What I realized—and it was not easy—is waiting for us in the exchange between Jesus and the crowd in our reading from John this morning. “What must we do?” asks the crowd. And Jesus answers, “This is the work of God, that you believe in him whom he has sent.” Greek has so many more interesting tenses than English and this verb “believe” is a subjunctive that expresses duration: We must continue to believe. We must not stop believing.

We are impatient with signs and we get confused about them. A sign obviously points to a thing, to something greater than itself. But we need immediate comfort, healing, affirmation, direction. God knows our need as Jesus knew the need of the crowd on the mountain last week. Sometimes the feeding comes very quickly. And sometimes it is a slower process, not—I think—because God wants to test us, melt us down as in a refiner’s fire, but because God’s ways are mysterious to us.

Like the crowd, I was confusing signs and things. The people thought the bread was it. I thought it, the gift, was ordination, and that without it I couldn’t live out my call. But through God’s mercy, my desire for ordination actually became a sign that pointed beyond itself to another way in which God is now letting me serve. The gift beyond my understanding was indeed the service of God’s people in God’s church—but not in the church or the process that had long seemed the only possibility.
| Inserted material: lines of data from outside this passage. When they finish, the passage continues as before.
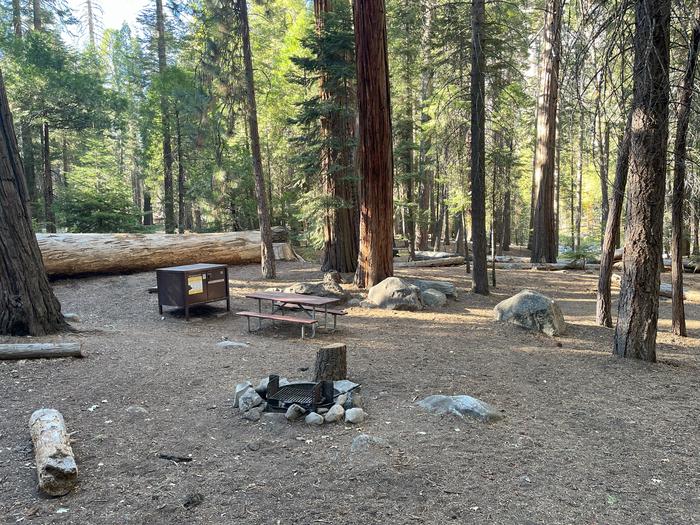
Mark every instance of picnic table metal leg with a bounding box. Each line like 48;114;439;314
247;317;251;332
324;305;328;329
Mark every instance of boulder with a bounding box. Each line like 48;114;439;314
324;271;343;284
233;382;253;408
417;395;502;422
345;408;366;424
324;404;345;423
413;279;457;297
367;277;423;311
493;289;566;336
421;288;447;308
305;412;324;425
239;389;263;413
284;280;348;301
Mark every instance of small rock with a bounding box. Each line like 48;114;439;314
317;407;329;414
336;394;348;406
217;340;249;349
242;407;263;422
324;271;343;284
183;493;204;510
347;298;361;307
285;404;306;421
305;412;324;425
63;313;80;323
125;405;148;416
239;389;263;412
421;288;447;308
345;407;366;424
350;393;363;408
324;404;345;423
233;382;253;408
350;434;389;453
360;300;377;309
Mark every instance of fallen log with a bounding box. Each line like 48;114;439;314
36;232;299;276
395;256;465;268
29;409;78;496
0;343;84;360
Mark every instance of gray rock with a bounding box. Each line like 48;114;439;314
334;380;360;395
367;277;423;311
345;407;366;424
305;412;324;425
324;271;343;284
324;404;345;423
493;289;566;336
421;288;447;308
350;393;363;409
63;313;81;323
417;394;502;422
347;298;361;307
350;434;389;453
239;389;263;413
284;281;348;301
242;406;263;422
360;300;377;309
336;394;348;406
414;279;457;297
317;407;329;414
233;382;253;408
217;340;249;349
285;404;306;421
126;405;148;416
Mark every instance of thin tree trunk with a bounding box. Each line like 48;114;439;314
671;4;699;337
692;200;699;255
0;70;65;335
613;0;671;362
42;122;55;233
599;122;610;240
237;0;276;279
352;0;394;288
596;111;632;327
86;0;96;46
531;0;561;263
416;0;433;251
12;0;21;37
176;110;186;234
143;191;153;226
156;0;175;234
32;0;41;30
470;0;488;294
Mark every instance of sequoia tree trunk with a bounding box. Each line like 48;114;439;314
0;70;65;336
156;0;175;234
531;0;561;263
316;0;359;274
352;0;394;289
613;0;671;362
670;4;699;337
470;0;488;294
237;0;276;279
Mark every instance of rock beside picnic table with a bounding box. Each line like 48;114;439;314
283;280;349;302
365;277;423;311
494;289;566;336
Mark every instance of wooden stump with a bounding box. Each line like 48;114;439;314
313;344;347;381
29;409;78;496
0;343;83;360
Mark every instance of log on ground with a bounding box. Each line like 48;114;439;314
29;409;78;496
0;343;84;360
36;232;294;276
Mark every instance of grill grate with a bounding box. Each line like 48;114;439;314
264;374;335;412
267;384;316;405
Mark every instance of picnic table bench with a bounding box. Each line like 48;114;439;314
237;292;345;339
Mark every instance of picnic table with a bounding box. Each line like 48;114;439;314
236;292;346;339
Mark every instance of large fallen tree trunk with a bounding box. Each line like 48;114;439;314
395;256;465;268
29;409;78;496
36;231;294;276
0;342;84;360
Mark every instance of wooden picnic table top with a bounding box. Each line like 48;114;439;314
245;291;340;307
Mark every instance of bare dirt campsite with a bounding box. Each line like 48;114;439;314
1;261;699;524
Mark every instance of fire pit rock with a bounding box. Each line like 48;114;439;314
324;404;345;423
233;382;253;408
417;394;502;422
366;277;423;311
285;404;306;421
239;389;264;413
494;289;566;336
305;412;324;425
345;407;366;424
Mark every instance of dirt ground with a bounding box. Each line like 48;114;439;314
1;261;699;525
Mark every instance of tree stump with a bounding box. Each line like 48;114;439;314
313;344;347;381
29;409;78;496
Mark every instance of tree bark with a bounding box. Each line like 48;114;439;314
86;0;96;46
156;0;175;234
29;409;78;496
352;0;394;289
237;0;276;279
0;70;65;336
176;110;186;234
613;0;671;362
32;0;41;30
416;0;433;252
599;123;610;240
531;0;561;263
596;111;632;327
12;0;21;37
313;343;347;381
692;200;700;255
316;0;359;274
575;113;583;250
0;343;83;360
670;5;699;337
470;0;488;294
42;122;56;233
143;190;153;226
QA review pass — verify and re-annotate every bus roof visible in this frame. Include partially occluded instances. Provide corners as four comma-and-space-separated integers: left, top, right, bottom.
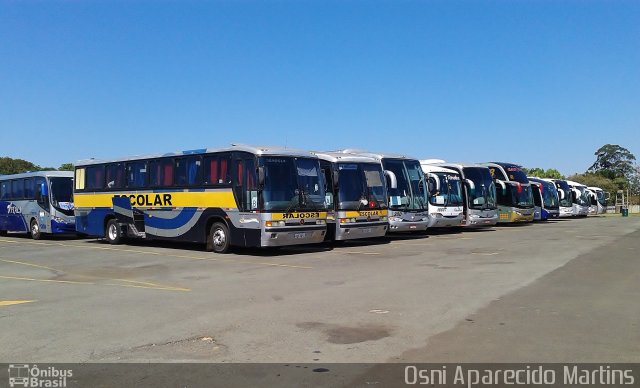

I’ve come to feel that the journey from sign to the real gift to which that sign is pointing—whatever it may be—is proof of God’s continuing love. Not only the Gospel stories but the stories that we tell one another help us remember God’s love as both sign and nourishment beyond that sign. The bread that we will share at the table this morning is both sign and gift from our God who provides us with never-failing nourishment, with life, both here and hereafter.

Let us pray in the words that we heard last week from Ephesians: Glory to God whose power, working in us, can do infinitely more than we can ask or imagine: Glory to him from generation to generation in the Church, and in Christ Jesus for ever and ever. Amen.